Key beneficials include ladybird, lacewing and hoverfly larvae, parasitic wasps and assassin bugs, but the most valuable of all was the earwig, which Bennett described as "probably the premium predator – it will eat almost anything", adding: "It is nocturnal so you may not notice it, but it is present in many orchards in large numbers."

Products such as Decis, Dimilin, Insegar and Tracer are non-selective and should be avoided where possible, he said. Calypso and Gazelle are less harmful to non-target species, but products like Mainman, Steward, Trotter Apollo and Masai are much more target-specific and so have less effect on beneficials.

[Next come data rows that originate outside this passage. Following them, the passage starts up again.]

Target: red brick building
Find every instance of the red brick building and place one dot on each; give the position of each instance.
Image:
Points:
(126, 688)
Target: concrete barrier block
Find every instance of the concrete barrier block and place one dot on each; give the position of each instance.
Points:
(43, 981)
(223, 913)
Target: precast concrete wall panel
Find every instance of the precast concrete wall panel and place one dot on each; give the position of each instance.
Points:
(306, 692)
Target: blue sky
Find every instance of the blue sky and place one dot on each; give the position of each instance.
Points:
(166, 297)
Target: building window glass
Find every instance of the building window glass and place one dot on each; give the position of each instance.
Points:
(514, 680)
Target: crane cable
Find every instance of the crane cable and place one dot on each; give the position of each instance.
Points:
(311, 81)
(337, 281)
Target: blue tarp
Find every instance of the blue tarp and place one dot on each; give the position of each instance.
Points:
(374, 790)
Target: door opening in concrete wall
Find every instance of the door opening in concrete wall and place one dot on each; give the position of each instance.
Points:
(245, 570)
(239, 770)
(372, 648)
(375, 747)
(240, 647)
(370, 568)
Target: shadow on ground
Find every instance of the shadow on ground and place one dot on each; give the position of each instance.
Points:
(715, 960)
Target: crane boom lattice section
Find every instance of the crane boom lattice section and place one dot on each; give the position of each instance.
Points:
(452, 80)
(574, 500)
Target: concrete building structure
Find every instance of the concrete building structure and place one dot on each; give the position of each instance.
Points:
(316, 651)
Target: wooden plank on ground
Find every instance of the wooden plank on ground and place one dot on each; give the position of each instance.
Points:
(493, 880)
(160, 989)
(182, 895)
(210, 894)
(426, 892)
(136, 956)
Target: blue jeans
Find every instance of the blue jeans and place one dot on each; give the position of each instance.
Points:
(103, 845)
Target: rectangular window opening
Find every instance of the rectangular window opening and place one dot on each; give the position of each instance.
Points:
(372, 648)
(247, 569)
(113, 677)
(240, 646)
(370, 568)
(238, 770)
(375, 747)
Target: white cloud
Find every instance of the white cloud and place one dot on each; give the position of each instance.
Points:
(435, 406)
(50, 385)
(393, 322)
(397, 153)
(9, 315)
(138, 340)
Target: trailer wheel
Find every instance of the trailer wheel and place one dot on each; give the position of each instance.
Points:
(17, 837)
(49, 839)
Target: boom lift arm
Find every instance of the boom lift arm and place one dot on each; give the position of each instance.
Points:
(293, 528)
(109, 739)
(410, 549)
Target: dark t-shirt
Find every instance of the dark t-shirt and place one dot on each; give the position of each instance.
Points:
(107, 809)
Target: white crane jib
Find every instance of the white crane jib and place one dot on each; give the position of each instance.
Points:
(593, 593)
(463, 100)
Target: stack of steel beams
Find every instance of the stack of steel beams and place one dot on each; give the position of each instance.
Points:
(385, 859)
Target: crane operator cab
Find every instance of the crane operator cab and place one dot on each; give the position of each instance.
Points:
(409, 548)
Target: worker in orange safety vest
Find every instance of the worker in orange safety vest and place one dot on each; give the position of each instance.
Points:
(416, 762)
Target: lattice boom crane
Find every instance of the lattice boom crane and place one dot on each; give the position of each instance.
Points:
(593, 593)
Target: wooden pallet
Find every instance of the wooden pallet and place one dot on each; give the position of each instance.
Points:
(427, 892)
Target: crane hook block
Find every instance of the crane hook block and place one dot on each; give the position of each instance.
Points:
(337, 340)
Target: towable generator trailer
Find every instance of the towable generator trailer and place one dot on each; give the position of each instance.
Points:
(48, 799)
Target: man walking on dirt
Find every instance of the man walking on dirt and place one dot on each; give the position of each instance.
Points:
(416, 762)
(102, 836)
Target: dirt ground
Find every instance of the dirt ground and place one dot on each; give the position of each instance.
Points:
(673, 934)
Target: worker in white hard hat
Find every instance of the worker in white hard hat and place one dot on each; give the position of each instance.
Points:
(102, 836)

Any spray should be applied only when needed, such as when thresholds are exceeded or where orchards have a history of a pest problem and damaging attacks are almost certain, Bennett advised, adding that accurate timing is key, so that sprays coincide with maximum pest activity to optimise control.

Key periods in theis regard include bud-burst to control apple blossom weevil, green cluster for codling and tortrix caterpillars, pink bud to eliminate rosy apply aphid, and petal fall to control apple sawfly. These may be followed up in June by a spray to control ermine moth caterpillars and in July to control scale and woolly aphids, he suggested.

A typical beneficial-friendly programme would consist of Calypso at budburst, Trotter at green cluster, Mainman at pink bud, Calypso at petal fall, Trotter in June and Gazelle in July. This need not exceed the cost per hectare of a more broad-spectrum approach, such as using Decis at first and last timings and Tracer at the second and fifth timings, he added.

"Using broad-spectrum insecticides does not cost less and is likely to result in an increase in pests due to the damage caused to beneficial populations," said Bennett. "Long-term this could mean pesticide use goes up, underlining the importance of selecting the right products in the first place."